Among its many attributes is eye-popping architecture, with a skyline that features, among others, the fruit-like Esplanade Theatres By The Bay, the UFO-like Supreme Court Building, and the Marina Bay Sands building (made up of three high towers upon which rests a huge “boat” called the Sky Park with an observation deck (locals jokingly refer to the Sky Park boat as a Noah’s Ark for Singaporeans in case of a tsunami).
Another of Singapore’s noteworthy heights is the ferris-wheel-like Sky Flyer, reportedly the world’s tallest observation wheel. It stands 541 feet tall (the height of a 42-story building), 90 feet higher than the famous London Eye observation wheel in the British capital, and it offers sweeping views of Singapore.
Other highlights include the historic Padang district with its colonial architecture; the neighborhoods of Chinatown and Little India with shops, restaurants and temples; the Arab Quarter with the gold domed Sultan Mosque, and Orchard Street with its western-style department stores and designer boutiques. A trip to the top of Mt. Faber where a restaurant offers panoramas of the Singapore harbor and the sea is worthwhile. Cable car service – the gondolas go right over cruise ships at the port – takes to the top of Mt. Faber and also to Sentosa Island where attractions include Segway tours and Universal Studios Singapore with such attractions as the Transformers 3D ride.

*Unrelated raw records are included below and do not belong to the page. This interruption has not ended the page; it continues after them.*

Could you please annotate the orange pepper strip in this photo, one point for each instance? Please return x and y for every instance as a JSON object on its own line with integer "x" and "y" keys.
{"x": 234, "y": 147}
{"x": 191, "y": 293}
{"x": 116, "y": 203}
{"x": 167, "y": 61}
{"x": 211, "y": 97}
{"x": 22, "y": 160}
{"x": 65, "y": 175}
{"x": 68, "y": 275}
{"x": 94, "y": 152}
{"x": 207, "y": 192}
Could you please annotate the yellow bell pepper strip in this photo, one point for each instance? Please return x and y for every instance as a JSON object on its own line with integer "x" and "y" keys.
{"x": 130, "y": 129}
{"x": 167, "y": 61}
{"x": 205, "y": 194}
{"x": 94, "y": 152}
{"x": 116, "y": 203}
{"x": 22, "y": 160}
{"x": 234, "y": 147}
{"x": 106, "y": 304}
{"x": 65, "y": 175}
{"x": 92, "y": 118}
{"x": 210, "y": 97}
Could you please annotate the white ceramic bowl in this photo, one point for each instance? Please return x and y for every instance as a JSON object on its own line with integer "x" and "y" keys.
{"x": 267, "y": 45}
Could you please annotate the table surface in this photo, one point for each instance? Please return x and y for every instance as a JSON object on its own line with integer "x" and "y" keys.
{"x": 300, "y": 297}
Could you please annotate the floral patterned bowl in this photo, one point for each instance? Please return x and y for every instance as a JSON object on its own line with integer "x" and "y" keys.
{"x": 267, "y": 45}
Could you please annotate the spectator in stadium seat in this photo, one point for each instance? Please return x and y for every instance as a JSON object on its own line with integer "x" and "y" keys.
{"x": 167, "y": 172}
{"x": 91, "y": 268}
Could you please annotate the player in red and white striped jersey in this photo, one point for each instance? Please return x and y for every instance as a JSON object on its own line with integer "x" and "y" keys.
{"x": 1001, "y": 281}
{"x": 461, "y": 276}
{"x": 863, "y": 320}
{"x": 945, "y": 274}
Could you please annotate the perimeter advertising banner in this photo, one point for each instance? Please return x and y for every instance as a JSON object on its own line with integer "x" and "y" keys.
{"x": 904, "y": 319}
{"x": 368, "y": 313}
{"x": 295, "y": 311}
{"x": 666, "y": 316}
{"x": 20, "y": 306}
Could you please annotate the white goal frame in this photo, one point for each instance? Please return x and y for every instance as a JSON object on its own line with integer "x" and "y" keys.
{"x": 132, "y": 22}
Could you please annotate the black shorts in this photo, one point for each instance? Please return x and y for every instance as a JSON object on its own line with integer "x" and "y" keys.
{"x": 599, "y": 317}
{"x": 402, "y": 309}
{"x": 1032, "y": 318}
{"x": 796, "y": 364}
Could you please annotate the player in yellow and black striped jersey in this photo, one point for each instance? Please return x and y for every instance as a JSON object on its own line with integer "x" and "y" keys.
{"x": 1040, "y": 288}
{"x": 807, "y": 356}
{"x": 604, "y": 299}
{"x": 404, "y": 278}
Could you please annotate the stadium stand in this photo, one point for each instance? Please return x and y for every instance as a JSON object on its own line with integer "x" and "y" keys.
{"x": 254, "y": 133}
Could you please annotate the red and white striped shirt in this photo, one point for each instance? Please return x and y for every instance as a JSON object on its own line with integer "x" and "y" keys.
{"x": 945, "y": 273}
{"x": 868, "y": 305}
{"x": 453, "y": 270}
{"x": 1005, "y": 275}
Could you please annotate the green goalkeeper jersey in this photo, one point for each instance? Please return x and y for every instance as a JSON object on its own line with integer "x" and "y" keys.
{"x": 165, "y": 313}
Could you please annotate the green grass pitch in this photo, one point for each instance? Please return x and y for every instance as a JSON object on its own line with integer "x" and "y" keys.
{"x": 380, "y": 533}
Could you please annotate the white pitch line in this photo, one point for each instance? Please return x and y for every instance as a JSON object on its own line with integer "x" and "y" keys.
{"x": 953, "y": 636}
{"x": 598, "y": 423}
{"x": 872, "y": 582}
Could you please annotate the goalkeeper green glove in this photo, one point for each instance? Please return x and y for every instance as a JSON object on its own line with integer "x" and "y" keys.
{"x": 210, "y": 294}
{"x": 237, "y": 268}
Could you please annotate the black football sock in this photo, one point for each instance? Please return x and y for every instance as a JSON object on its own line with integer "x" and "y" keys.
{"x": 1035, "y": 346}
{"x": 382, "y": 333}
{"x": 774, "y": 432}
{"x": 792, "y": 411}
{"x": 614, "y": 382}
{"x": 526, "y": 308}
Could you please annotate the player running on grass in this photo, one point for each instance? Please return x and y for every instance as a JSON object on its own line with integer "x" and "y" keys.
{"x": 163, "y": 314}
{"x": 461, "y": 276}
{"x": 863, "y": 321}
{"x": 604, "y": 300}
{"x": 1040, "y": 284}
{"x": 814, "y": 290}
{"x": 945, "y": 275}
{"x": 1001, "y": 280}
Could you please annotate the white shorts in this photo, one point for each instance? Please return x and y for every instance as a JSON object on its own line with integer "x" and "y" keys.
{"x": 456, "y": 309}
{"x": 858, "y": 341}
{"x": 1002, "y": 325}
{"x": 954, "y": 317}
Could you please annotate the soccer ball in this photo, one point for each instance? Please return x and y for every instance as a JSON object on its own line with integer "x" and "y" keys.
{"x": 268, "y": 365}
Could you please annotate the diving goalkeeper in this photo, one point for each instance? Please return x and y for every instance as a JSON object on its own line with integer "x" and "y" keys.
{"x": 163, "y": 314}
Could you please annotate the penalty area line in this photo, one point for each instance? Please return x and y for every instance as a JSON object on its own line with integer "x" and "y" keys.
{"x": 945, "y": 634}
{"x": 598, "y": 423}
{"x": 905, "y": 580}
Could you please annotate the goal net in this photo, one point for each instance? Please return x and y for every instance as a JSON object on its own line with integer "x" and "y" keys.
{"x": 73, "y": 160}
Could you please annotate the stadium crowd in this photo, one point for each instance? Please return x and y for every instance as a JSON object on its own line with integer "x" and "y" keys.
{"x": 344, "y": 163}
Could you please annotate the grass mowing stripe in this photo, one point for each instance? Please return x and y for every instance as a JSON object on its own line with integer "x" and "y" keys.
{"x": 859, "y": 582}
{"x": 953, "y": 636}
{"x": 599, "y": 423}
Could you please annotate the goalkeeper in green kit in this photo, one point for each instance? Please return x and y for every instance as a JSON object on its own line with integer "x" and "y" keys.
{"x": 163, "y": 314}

Still other must-sees include the Merlion (a statue of a being that is half lion and half fish and is the symbol of Singapore) and the grand dame of Singapore Hotels, the Raffles Hotel, that has hosted such notable guests as Rudyard Kipling and Somerset Maugham in the old days and in more recent times, Queen Elizabeth II and Michael Jackson.
Locals recount that Jackson wanted to go to the zoo, but it could not be closed just for him, so he was allowed to have a visitor from the zoo at the Raffles: an orangutan with whom he had tea! Raffles is also world-famous for its Long Bar, the birthplace of the Singapore Sling, a potent concoction made of gin, cherry liqueur and fruit punch –and a local flavor most visitors make sure they try. At the Raffles, guests can sip a cocktail and eat peanuts – and they can throw the shells on the floor –probably the only place in Singapore where people are allowed to litter!
Tours sold onboard cruise ships include city highlights programs that take in the various neighborhoods, the Merlion and Mt. Faber, and generally also visit the National Orchid Garden, a beautiful oasis with more than 60,000 orchid plants and myriad other blooms including showy lobster claw and fragrant white ginger.
Cruise lines that visit or sail from Singapore include Celebrity, Costa, Cunard, Holland America, Princess, Royal Caribbean, Seabourn and Silversea.